Il personaggio, insomma può cambiare completamente, costringendoci a modificare il nostro stile di gioco. Potrete quindi continuare a sbloccare abilità e poteri ben oltre il 20 livello, a oggi il massimo che si può raggiungere in Destiny (e non impiegherete poi molto ad arrivarci). Anche perchè, una volta raggiunto il “cap” gli equipaggiamenti più rari mostrano un nuovo parametro, quello della luce, con cui potete guadagnare in buona sostanza degli speciali livelli extra, così da sbloccare i modificatori “eroici” che portano la difficoltà delle quest fino a livello 28.
Andando avanti si sbloccano poi le missioni più belle, i boss si fanno più potenti. Non vedo l’ora di affrontare il mio primo Raid, che si combatte in sei invece che “solo” in tre; non vedo l’ora di arrivare su Marte e scoprire quali altre aberrazioni aliene ci attendono. Certo, la strada fino a qui è lastricata di ripetizioni: le missioni si ripetono, i nemici anche, i boss persino tendono a essere simili. Manca sicuramente un po’ di varietà in più, e l’intelligenza artificiale non è esattamente il massimo, ma come detto all’inizio si tratta solo di piccoli nei in un quadro dove la giocabilità è dipinta con assolutamente perfezione.

Destiny Dopo tre giorni di gioco sono convinto che Destiny, più che un gioco fantastico, sia un fantastico inizio. È il pezzo di marmo con cui Bungie scolpirà il futuro degli sparatutto: le potenzialità sono semplicemente enormi ed è chiaro perché Activision ha sempre sostenuto che questo è un progetto pensato per durare anni.
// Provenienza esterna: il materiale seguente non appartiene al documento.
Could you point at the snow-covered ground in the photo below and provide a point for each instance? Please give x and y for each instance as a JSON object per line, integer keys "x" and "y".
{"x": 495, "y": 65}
Si possono aggiungere elementi nuovi facilmente, creare pianeti, nuovi sotterranei da esplorare, missioni, nemici. Significa che quello che c’è ora non basta? Assolutamente no, sia chiaro: l’impressione è che ci sia già ora tantissima carne al fuoco, dalla possibilità di sbloccare nuove abilità ben oltre il ventesimo livello alla quantità di armi e armature disponibili, che sicuramente mi costringerà a rifare la stessa missione venti volte nella speranza che il boss molli quel fucile leggendario che voglio tantissimo. La Bungie merita solo applausi per la sua unica capacità di bilanciare perfettamente lo stile di gioco, nel renderlo fisico, credibile e allo stesso tempo unendolo ad ambientazioni che, semplicemente, lasciano senza fiato. Il sistema di matchmaking già adesso mi sembra perfetto, e i server hanno retto senza problemi il giorno del lancio. Destiny, però, non è un titolo perfetto. Le missioni tendono a ripetersi troppo, i compiti secondari sono pochi e noiosi, la storia è appena accennata e alcuni dialoghi sono semplicemente ridicoli. Il gioco presta insomma il fianco a diverse critiche, forse dettate più dalla voglia di qualcosa di completamente nuovo che da reale obiettività. Il fatto è che Destiny non è un’esperienza nuova, non è qualcosa che non avete mai provato prima. Però è un titolo diverso, unico, che segue una sua strada. Una strada che, vi assicuro, vale la pena prendere.